Dynamic temperature scheduling: \(\tau_d = \exp(\alpha \cdot (Acc(f_{un}, D_f) - Acc(f_{orig}, D_u)))\)—the temperature adaptively adjusts based on the gap between forget and unseen accuracy to achieve automatic convergence.
RF-JSD (Retraining-Free JSD): Computes an approximate JSD by randomizing feature subsets, achieving a Pearson correlation of 0.92 with the true JSD, thus enabling unlearning quality assessment without retraining.

Loss & Training¶

ViT only requires 3 epochs, and ResNet18 requires 10 epochs. \(\alpha=2\).

Key Experimental Results¶

Model/Dataset	LoTUS Avg Gap	LoTUS JSD	Time
ViT/TinyImageNet	0.0150	0.03e-4	13.41min
ViT/CIFAR-100	0.0125	0.04e-4	7.02min
ImageNet-1K	Evaluated by RF-JSD	—	—

Outperforms 8 baseline methods (such as NegGrad+, SCRUB, SalUn, etc.).

Ablation Study¶

Gumbel-Softmax > plain Softmax: Sampling noise introduced by Gumbel breaks model memorization.
Temperature scheduling is the key to convergence: a fixed temperature fails to balance unlearning and retention.
RF-JSD vs. JSD PCC = 0.92±0.04: proving that retraining-free evaluation is feasible.

Key Findings¶

Dynamic temperature automatically finds the equilibrium point to achieve "forgetting to the level of unseen data."
3 epochs are sufficient (for ViT), demonstrating high efficiency.
RF-JSD makes large-scale unlearning evaluation feasible.

Highlights & Insights¶

Information-theory-driven unlearning target: Setting the target as "forget set accuracy = unseen set accuracy" is both elegant and actionable.
Practical value of RF-JSD: It breaks the limitation of "requiring retraining for evaluation."

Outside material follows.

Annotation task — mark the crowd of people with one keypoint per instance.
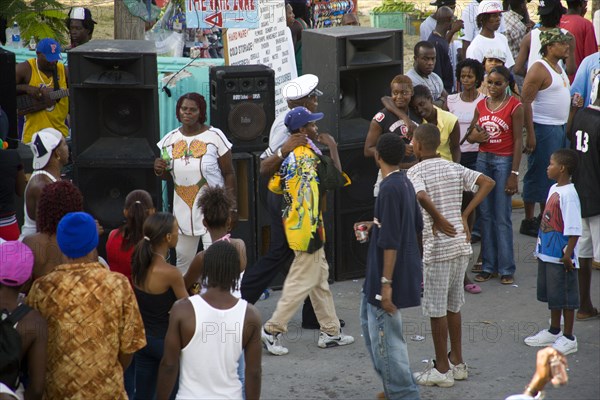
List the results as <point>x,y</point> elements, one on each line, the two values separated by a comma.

Limitations & Future Work¶

Assumes instance-level unlearning (requires modification for class-level unlearning).
Requires an unseen set that shares a similar distribution with the forget set.
Limited to classification tasks.

Rating¶

Novelty: ⭐⭐⭐⭐ The design of Gumbel-Softmax + dynamic temperature is simple and effective.
Experimental Thoroughness: ⭐⭐⭐⭐⭐ Large-scale ImageNet + 8 baselines + RF-JSD.
Writing Quality: ⭐⭐⭐⭐ Clear information-theoretic motivation.
Value: ⭐⭐⭐⭐ The first unlearning method scalable to ImageNet.